Whilst tissue markers of EOC are relevant as biomarkers of EOC, the location of the ovaries within the peritoneum prevents their diagnostic implementation without surgical intervention. To circumvent this limitation, liquid biopsy has become paramount for OC diagnosis. However, the detection of early biomarkers of EOC in humans is ultimately hampered by their low systemic concentration and the presence of circulating factors from all other organ systems. Therefore, to bypass detection limitations within systemic circulation, the next aim of this thesis was to leverage the established Fancd2-/- model of early EOC to provide proof of concept that secreted miRNA encapsulated into extracellular vesicles (EV) secreted from the precursor lesion (i.e., sex cords) could be detected in conditioned media from ovary explant culture. Performing RNA sequencing from EV-derived small RNAs isolated from conditioned culture medium resulted in the identification of five common upregulated secreted EV miRNAs in Fancd2-/- mouse ovaries that had sex cords or tubulostromal adenomas present, compared to their age-matched Fancd2+/+ counterparts. Additionally, the small RNA sequencing data of EVs was compared to the sequencing data of the micro-dissected sex cords and tubulostromal adenomas and these identical five miRNAs were also significantly upregulated as compared to the control group. This suggests that these five secreted EV miRNAs (miR-200a-3p, miR-200b-3p, miR-200c-3p, miR-429-3p and miR-375-3p) originate from the sex cord and tubulostromal adenoma cells and therefore provided proof-of-concept that small transformational changes such as the development of a precursor lesion can be detected within secreted EVs.
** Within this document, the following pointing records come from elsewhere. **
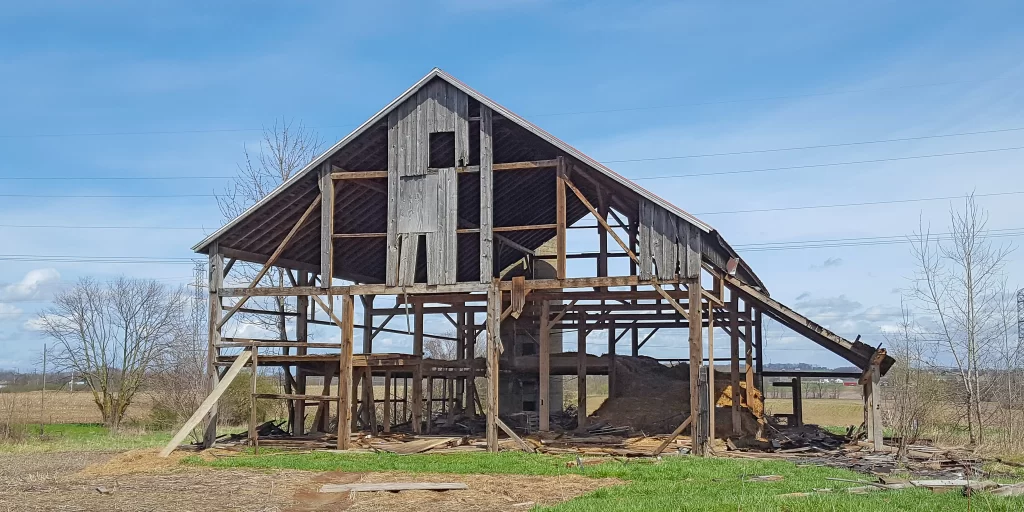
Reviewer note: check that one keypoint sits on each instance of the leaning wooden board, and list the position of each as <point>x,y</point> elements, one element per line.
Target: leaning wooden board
<point>391,486</point>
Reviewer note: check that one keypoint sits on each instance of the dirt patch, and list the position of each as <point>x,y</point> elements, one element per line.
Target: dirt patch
<point>655,398</point>
<point>143,483</point>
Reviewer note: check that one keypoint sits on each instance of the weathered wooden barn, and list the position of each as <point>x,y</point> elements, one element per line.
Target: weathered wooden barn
<point>446,204</point>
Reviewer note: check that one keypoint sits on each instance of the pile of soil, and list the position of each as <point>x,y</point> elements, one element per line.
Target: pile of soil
<point>654,398</point>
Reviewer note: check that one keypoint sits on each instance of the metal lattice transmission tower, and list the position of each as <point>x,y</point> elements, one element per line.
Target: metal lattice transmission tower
<point>199,305</point>
<point>1020,314</point>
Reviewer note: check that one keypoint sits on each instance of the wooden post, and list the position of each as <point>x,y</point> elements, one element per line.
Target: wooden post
<point>734,357</point>
<point>759,368</point>
<point>582,371</point>
<point>749,345</point>
<point>302,335</point>
<point>368,323</point>
<point>345,371</point>
<point>494,339</point>
<point>876,434</point>
<point>544,377</point>
<point>699,445</point>
<point>387,401</point>
<point>253,435</point>
<point>798,401</point>
<point>486,197</point>
<point>560,221</point>
<point>712,393</point>
<point>327,226</point>
<point>418,373</point>
<point>214,283</point>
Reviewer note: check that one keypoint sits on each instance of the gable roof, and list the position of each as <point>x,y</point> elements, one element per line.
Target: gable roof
<point>561,145</point>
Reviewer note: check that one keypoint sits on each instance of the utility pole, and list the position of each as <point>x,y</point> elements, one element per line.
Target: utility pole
<point>42,395</point>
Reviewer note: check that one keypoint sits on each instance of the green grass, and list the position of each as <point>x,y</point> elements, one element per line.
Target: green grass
<point>674,483</point>
<point>83,437</point>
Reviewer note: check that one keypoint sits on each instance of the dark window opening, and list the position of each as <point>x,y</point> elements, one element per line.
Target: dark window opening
<point>441,150</point>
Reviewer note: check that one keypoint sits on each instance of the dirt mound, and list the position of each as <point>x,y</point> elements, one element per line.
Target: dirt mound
<point>137,461</point>
<point>655,398</point>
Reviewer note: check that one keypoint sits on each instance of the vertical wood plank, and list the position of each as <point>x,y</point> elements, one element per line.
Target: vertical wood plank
<point>734,356</point>
<point>712,393</point>
<point>301,335</point>
<point>215,281</point>
<point>696,355</point>
<point>327,226</point>
<point>582,372</point>
<point>544,377</point>
<point>494,338</point>
<point>418,372</point>
<point>560,218</point>
<point>345,371</point>
<point>486,196</point>
<point>749,353</point>
<point>391,258</point>
<point>387,401</point>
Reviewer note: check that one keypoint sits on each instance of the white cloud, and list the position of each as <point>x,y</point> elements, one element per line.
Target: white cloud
<point>37,284</point>
<point>9,310</point>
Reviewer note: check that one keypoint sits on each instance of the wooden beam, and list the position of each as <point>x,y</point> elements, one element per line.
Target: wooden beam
<point>675,433</point>
<point>215,281</point>
<point>582,375</point>
<point>734,357</point>
<point>696,355</point>
<point>486,197</point>
<point>345,372</point>
<point>494,338</point>
<point>544,367</point>
<point>208,403</point>
<point>327,226</point>
<point>560,218</point>
<point>270,261</point>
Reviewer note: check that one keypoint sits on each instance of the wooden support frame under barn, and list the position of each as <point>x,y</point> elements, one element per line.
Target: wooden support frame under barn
<point>460,211</point>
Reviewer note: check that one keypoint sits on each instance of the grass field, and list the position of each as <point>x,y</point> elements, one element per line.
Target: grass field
<point>825,412</point>
<point>673,483</point>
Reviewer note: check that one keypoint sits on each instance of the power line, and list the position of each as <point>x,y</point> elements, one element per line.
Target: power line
<point>834,164</point>
<point>650,159</point>
<point>866,203</point>
<point>539,115</point>
<point>637,178</point>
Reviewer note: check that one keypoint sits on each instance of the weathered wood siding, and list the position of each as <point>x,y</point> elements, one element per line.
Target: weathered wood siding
<point>669,245</point>
<point>423,202</point>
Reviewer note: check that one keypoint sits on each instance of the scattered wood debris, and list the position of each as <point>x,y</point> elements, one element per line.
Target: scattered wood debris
<point>391,486</point>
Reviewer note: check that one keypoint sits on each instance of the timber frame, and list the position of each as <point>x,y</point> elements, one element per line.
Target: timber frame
<point>388,213</point>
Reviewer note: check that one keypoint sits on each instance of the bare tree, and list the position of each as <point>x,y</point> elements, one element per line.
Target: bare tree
<point>113,335</point>
<point>911,392</point>
<point>956,285</point>
<point>285,148</point>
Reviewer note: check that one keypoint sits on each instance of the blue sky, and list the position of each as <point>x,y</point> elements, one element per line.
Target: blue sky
<point>165,89</point>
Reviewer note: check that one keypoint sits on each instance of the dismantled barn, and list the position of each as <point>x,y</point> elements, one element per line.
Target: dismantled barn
<point>445,204</point>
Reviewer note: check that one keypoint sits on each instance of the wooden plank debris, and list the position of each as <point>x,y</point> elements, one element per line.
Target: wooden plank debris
<point>392,487</point>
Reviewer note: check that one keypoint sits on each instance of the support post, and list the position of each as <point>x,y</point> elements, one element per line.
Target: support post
<point>494,339</point>
<point>699,444</point>
<point>560,221</point>
<point>876,434</point>
<point>418,372</point>
<point>368,323</point>
<point>712,393</point>
<point>582,372</point>
<point>327,225</point>
<point>544,377</point>
<point>214,283</point>
<point>734,357</point>
<point>301,335</point>
<point>345,372</point>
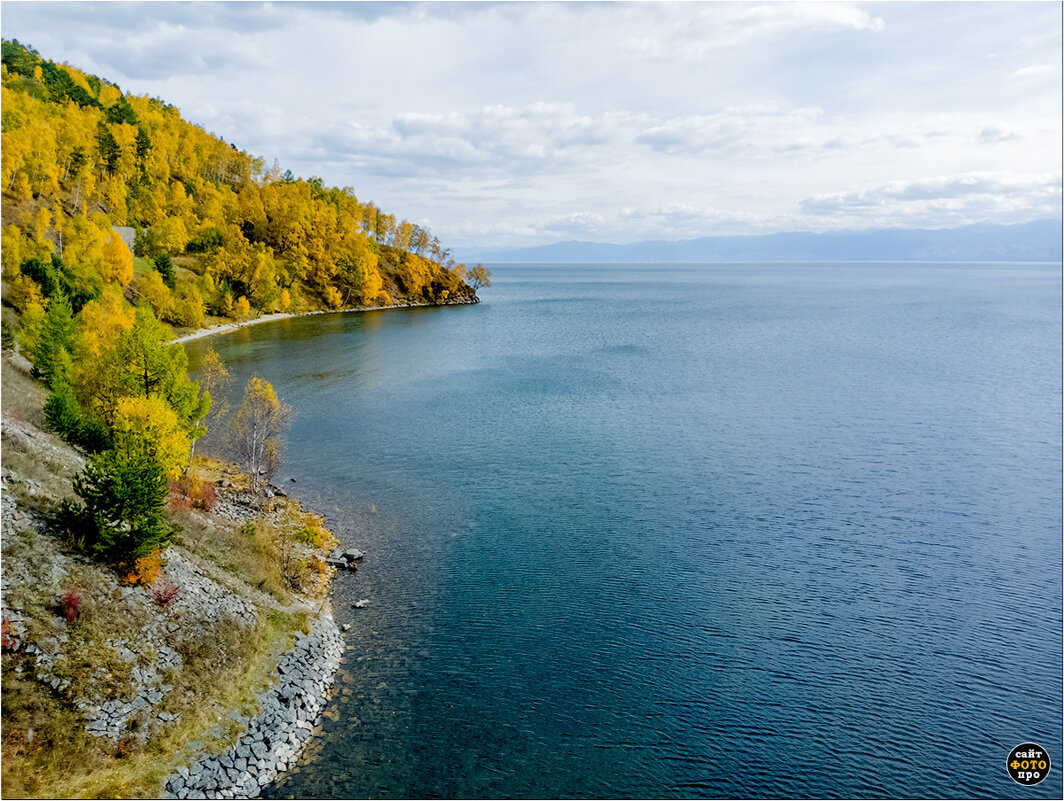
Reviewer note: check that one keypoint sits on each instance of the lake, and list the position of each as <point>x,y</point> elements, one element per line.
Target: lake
<point>749,531</point>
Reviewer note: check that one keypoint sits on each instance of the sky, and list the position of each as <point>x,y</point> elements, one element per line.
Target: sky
<point>503,124</point>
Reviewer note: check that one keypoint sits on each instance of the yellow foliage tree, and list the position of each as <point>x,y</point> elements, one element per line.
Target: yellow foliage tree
<point>117,261</point>
<point>158,295</point>
<point>149,426</point>
<point>333,298</point>
<point>256,430</point>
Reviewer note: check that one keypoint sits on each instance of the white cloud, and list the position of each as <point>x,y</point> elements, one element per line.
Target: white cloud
<point>514,123</point>
<point>1034,69</point>
<point>943,200</point>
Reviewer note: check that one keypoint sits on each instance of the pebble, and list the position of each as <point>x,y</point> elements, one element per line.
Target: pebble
<point>275,738</point>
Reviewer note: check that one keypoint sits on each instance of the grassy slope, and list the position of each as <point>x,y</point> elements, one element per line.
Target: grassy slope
<point>225,667</point>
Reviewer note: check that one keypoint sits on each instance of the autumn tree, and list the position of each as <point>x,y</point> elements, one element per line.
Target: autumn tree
<point>215,382</point>
<point>479,277</point>
<point>117,261</point>
<point>164,266</point>
<point>258,430</point>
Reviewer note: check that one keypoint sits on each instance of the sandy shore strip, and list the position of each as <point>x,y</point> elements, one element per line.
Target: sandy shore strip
<point>227,327</point>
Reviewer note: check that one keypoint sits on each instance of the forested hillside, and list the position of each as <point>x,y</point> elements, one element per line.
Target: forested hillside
<point>217,234</point>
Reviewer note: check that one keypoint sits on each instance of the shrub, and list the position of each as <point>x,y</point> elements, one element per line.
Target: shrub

The final aim of this thesis was to determine whether the methodologies adopted for early candidate biomarker discovery in a murine model can be applied to human biopsy specimens and subsequently the relevance of the Fancd2-/- model for identifying novel biomarkers for human EOC. Two serous subtypes of human EOC, early low-grade serous borderline tumours (SBT; as an early phenotype) and high-grade serous ovarian cancer (HGSOC; as a late malignant phenotype) were selected for study. SBT and HGSOC specimens were prepared for matched micro-dissected neoplastic epithelial cells and explant cultures. Total and small RNA sequencing of micro-dissected tissue and small RNA sequencing of EVs from explant cultures were performed as per the mouse studies. This sequencing data resulted in the identification of SBT tissue-specific mRNA and miRNA markers as well as SBT-secreted miRNA markers. Remarkably, comparing the human and mouse sequencing data revealed an overlap in differentially expressed genes between the SBT, HGSOC, sex cords, and tubulostromal adenomas, pertaining to key epithelial markers of EOC (Muc16, Cdh1, Krt7, Krt19, Epcam) and the five secreted EV miRNAs firstly described in the murine studies. This provides strong evidence that these novel candidate biomarkers are relevant to early human EOC.

Overall, the results from this thesis confirmed the relevance of the Fancd2 model for human OC investigation and identified novel candidate biomarkers of early EOC that may be applied to both the mouse model and human ovarian cancer.